My grandfather Rodger was an Episcopal priest in the Dioceses of Springfield and Chicago, my father Lindsay in the Dioceses of Central Florida, Albany, Springfield, Western Louisiana, and Florida. I was ordained a deacon in the Diocese of Chicago and have served in the Dioceses of Milwaukee and Fond du Lac.
I have been part of the “family business,”so to speak, in Winter Haven, Orlando, and Auburndale, Florida; Unadilla and Latham, New York; Charleston and Park Ridge, Illinois; and Lake Geneva, Walworth, and Appleton, Wisconsin.
But Jesus reminds us in tonight’s Gospel reading that ancestry is a tricky thing.
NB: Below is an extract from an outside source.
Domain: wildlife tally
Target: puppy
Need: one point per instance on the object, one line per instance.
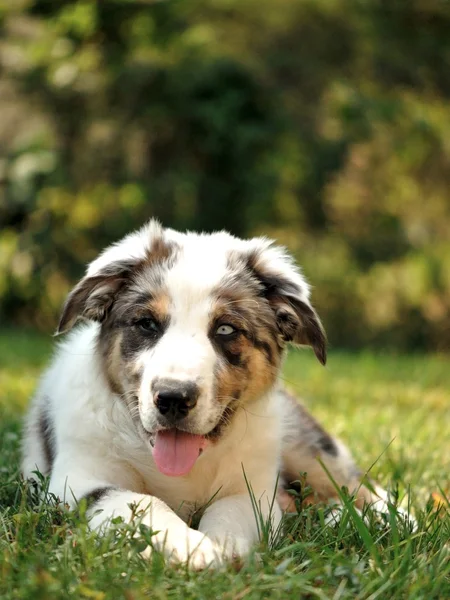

“If you were Abraham’s children, you would be doing what Abraham did, but now you are trying to kill me, a man who has told you the truth that I heard from God. This is not what Abraham did” (John 8:33-47).
Each of us must take care of our own business, so to speak, in matters of the spirit. We cannot simply rest on our ancestry; we must also do what our ancestors did.
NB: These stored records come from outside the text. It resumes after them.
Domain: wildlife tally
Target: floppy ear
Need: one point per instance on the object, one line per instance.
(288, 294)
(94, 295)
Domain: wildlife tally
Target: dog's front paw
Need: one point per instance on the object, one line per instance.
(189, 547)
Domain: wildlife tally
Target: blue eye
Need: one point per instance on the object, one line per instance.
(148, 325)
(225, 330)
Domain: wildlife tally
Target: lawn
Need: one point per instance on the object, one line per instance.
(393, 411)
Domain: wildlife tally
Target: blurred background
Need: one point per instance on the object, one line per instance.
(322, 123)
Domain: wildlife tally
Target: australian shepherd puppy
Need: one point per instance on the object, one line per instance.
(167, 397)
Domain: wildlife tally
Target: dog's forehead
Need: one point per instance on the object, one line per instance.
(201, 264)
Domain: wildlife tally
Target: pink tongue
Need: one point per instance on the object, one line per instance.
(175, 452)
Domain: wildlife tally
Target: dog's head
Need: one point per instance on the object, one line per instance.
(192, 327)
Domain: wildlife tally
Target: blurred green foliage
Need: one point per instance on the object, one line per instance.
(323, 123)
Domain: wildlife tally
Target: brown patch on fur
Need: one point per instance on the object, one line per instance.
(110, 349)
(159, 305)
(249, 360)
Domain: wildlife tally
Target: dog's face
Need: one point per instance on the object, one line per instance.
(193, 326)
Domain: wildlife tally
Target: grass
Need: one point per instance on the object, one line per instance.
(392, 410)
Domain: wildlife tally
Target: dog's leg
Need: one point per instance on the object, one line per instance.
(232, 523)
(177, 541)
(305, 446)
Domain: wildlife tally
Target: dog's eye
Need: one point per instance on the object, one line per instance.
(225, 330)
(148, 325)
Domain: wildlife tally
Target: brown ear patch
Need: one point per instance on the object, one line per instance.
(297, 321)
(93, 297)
More importantly, we are called to do better than our ancestors did. Earlier in the Gospel, Jesus says “your ancestors ate the manna in the desert, and they died. But those who eat my flesh will live forever.”
This blog, the Daily Office Anchor Society, honors one legacy of my grandfather Rodger, whose 1928 Prayer Book and King James Bible combination bears the stains of the oil on his fingers on the pages of the Daily Office and the Psalter. I treasure that volume as an example of his practice of daily prayer.
Another legacy of his, however, bears deeper stains. Rodger was an excellent priest and a flawed man, whose inappropriate behavior led to his being deposed from the priesthood. My grandmother never darkened the door of a church after he died just a year after that judgment.
Before I even knew of that family legacy, I had been called to teach about preventing sexual misconduct in the church, a ministry I worked at in Chicago and Milwaukee for a dozen years. Having learned of that family legacy, I am still working to understand our silences, our sighs too deep for words, and my own conflicted longings.
I am a wayfarer, just as all my forebears were. I write this post from 30,000 feet, which most of the time is my normal habitat.
God grant that, while my heart will always treasure the legacy I have inherited, I may not rest on my ancestors’ accomplishments but rather seek to follow Jesus’ example and do the will of my true Father in my own time.